Employee stock programs rare in state
CHARLESTON, W.Va. -- Employee Stock Ownership Plans are a rare form of business ownership in West Virginia.
The state had 38,676 businesses with paid employees in 2010, according to the U.S. Census Bureau. But the state had only 27 ESOPs in 2009, the most recent year for which data is available, according to a U.S. Department of Labor study.
The most famous ESOP in West Virginia was at Weirton Steel. That saga began in 1982 when National Steel announced it would stop investing capital in its Weirton division. As Time magazine reported at the time, "Weirton employees feared that management would drastically shrink the operation or shut it down altogether."

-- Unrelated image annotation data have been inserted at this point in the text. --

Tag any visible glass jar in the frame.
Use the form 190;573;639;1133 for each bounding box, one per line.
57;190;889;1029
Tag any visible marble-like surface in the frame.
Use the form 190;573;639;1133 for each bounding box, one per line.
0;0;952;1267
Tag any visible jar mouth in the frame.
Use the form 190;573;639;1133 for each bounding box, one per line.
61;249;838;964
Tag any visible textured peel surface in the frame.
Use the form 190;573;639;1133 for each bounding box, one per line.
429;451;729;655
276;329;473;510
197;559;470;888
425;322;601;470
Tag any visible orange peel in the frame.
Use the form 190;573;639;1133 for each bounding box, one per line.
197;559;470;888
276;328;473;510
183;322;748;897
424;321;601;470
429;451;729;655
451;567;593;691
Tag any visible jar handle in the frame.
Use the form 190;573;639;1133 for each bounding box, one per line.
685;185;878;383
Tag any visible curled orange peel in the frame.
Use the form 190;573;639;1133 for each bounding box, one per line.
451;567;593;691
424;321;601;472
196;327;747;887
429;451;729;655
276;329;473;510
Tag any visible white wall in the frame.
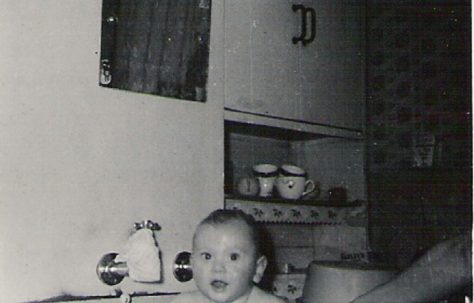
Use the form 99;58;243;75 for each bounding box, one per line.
0;0;223;302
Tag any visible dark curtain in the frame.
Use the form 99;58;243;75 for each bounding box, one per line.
101;0;210;101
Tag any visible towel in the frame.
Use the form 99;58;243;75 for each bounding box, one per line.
115;228;161;282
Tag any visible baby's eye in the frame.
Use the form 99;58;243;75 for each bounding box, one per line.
201;253;211;260
230;253;240;261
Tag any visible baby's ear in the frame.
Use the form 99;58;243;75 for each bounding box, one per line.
253;256;268;284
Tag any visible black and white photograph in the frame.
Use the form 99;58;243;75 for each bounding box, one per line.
0;0;474;303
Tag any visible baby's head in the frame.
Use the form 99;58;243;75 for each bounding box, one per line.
192;210;267;303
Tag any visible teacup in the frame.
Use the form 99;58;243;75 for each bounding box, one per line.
253;164;278;197
275;164;316;200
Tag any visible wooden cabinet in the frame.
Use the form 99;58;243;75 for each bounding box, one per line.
225;0;365;130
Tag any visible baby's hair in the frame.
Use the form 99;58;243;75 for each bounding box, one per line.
198;209;263;257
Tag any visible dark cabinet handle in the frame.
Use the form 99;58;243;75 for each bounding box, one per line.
291;4;316;46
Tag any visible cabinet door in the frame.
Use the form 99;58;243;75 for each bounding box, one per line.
298;0;365;129
225;0;299;116
225;0;364;129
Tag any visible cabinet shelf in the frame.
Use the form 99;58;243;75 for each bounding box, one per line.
224;197;367;227
224;109;364;140
225;195;362;207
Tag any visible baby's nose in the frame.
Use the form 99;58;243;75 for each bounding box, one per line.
212;260;225;272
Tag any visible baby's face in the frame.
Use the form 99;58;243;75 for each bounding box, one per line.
192;221;265;303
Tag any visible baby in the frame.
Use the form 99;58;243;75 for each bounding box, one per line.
173;210;284;303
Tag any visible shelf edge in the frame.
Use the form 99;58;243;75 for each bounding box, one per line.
224;110;364;140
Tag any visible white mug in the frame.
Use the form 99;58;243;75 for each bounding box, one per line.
253;164;278;197
275;164;316;200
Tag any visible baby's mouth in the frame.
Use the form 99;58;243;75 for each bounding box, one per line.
211;280;229;291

Weirton Steel's 6,000 employees voted to form an ESOP to protect their jobs. It was the largest ESOP in the United States. But the steel industry — and Weirton Steel — declined during the 1990s as foreign competition intensified. The Weirton Steel ESOP eventually failed and the company fell into bankruptcy. What's left — a tin mill — now employs about 1,000 people. ArcelorMittal owns it.

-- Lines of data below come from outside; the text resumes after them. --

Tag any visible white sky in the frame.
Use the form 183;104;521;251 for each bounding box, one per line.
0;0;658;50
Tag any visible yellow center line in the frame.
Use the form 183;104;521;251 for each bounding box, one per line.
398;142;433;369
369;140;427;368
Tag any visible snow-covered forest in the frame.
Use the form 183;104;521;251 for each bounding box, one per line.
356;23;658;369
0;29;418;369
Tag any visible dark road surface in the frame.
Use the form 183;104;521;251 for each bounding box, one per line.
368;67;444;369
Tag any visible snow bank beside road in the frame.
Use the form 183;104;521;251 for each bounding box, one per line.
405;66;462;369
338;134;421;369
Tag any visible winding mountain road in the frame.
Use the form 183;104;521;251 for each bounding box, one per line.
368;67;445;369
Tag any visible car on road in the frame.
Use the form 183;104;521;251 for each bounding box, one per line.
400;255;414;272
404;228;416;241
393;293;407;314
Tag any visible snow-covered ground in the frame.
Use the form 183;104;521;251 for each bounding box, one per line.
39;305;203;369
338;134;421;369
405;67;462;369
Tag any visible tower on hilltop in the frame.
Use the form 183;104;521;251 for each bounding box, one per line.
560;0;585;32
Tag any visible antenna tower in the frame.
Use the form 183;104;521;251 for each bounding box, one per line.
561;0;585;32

Tina McPhail, chief financial officer at Triad Engineering In. in Scott Depot, said of the Weirton Steel saga: "ESOPs are not designed to save a failing business. They're designed to perpetuate thriving businesses and keep businesses local. It's improper to expect a structure to save a failing business model. That's what happened with Weirton."

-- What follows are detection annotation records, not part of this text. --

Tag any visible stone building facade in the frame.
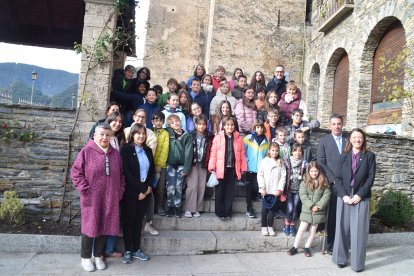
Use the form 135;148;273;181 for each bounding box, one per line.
303;0;414;135
144;0;306;87
0;104;76;219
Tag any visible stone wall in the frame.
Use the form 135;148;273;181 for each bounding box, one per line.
0;104;76;219
304;0;414;135
144;0;209;87
144;0;306;86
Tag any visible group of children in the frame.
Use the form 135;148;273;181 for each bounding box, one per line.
102;65;329;256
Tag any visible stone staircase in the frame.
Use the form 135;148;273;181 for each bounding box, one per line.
136;197;322;255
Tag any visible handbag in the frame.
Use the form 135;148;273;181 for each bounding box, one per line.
206;172;219;188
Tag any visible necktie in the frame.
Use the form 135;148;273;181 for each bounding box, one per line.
335;137;342;154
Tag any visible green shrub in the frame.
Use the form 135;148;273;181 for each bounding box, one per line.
377;190;414;227
0;191;25;224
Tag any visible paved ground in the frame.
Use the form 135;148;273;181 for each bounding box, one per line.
0;245;414;276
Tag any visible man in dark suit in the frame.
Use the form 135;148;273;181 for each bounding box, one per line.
266;65;287;101
317;114;346;254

Triad is an engineering firm established by three West Virginia University professors in 1975. When the founders wanted to divest and retire in 1996, an ESOP was formed. Triad is now 100 percent owned by its 172 employees.
McPhail, who has been with Triad for eight years, is an outspoken advocate of ESOPs. She thinks the form of ownership has three advantages:
— "You work with and for your co-workers. So everybody has a vested interest. If the company is prosperous, the employees are wealthier. It creates a team that tries to put the company first in decision-making."
— "It benefits the client because the employees are out there as employee-owners. They know the profits come back to them."
— "Employees retire with an equity interest in a company whereas they otherwise may not have had an entrepreneurial opportunity. From the public perspective, they're not as dependent on public programs like Social Security."
An employee is eligible to participate in the Triad ESOP after they've worked there a year. "Each year the company sets aside a portion of the profit to invest in the ESOP trust," McPhail said. "All employees get a share of the profit in the form of Triad stock allocated to their account.
"The company can pre-fund the ESOP to make sure there's adequate cash flow in future years," she said. "We had one year, during the recession, when the stock value went down slightly. All other years, the stock value has increased."
McPhail said that when the recession hit the construction industry particularly hard, "our operations in West Virginia kept humming along." That was partly due to the fact the recession didn't hit West Virginia as hard as some other states.
Nevertheless, "In our eastern offices on Interstate 81, we said, 'We have to change our model.' We moved offices, consolidated departments. We felt we could take the challenge to the employees vs. laying people off and closing up shop. In that market, a lot of civil design firms shut down. We did not shut down a single office during the recession."
At Triad, "An independent appraiser values the stock every year, as if the company were going to be sold, thereby valuing the employees' accounts," McPhail said. "Every year the employees get a stock certificate — it's actually a trust certificate. It tells them their share.
"It's like a bank statement," she said. "It talks about earnings, contributions, and shows the current balance. We do practice open book management — we publish our metrics. We don't share people's salaries but publish our financial performance to our employees."
Triad has a management committee, elected by the employees, which contributes to management decisions. "We also have a board of directors," she said. "So we have two governing bodies." In addition, Triad has a chief executive officer to lead the company.
When an employee leaves Triad, they can no longer own stock. "You basically sell your allocation back to the trust," McPhail said. "The year after you retire, your money is moved to a money-market account. After five years you can roll it over or take it as a distribution. So you're paid out for your life's work at Triad."
If a business owner wants to retire or otherwise exit the enterprise, an ESOP can keep the business in the state by providing an alternative to a sale, McPhail said. Out-of-state companies that buy a business can move some operations and, perhaps, the entire enterprise. "We feel it (the ESOP structure) is a business retention tool," she said.
On a day-to-day basis, McPhail said the ESOP structure breaks down the union vs. management way of thinking.
Also, "it's an education opportunity," she said. Some employees don't have college degrees but they understand how to read Triad's income statement.
"I have folks come into my office and ask, 'If we buy this piece of equipment, how will the expense get recorded?' You just don't get that in other companies. It's a fantastic tool for relating cause and effect."
McPhail said, "When an employee-owner asks, 'What is the one thing I can do best that contributes to the profit of the company,' we're able to tell them that."
As an ESOP matures, "it transforms from a transition to an ownership style," she said. "I think that's where you really start to see the beauty of the plan — where it brings people together."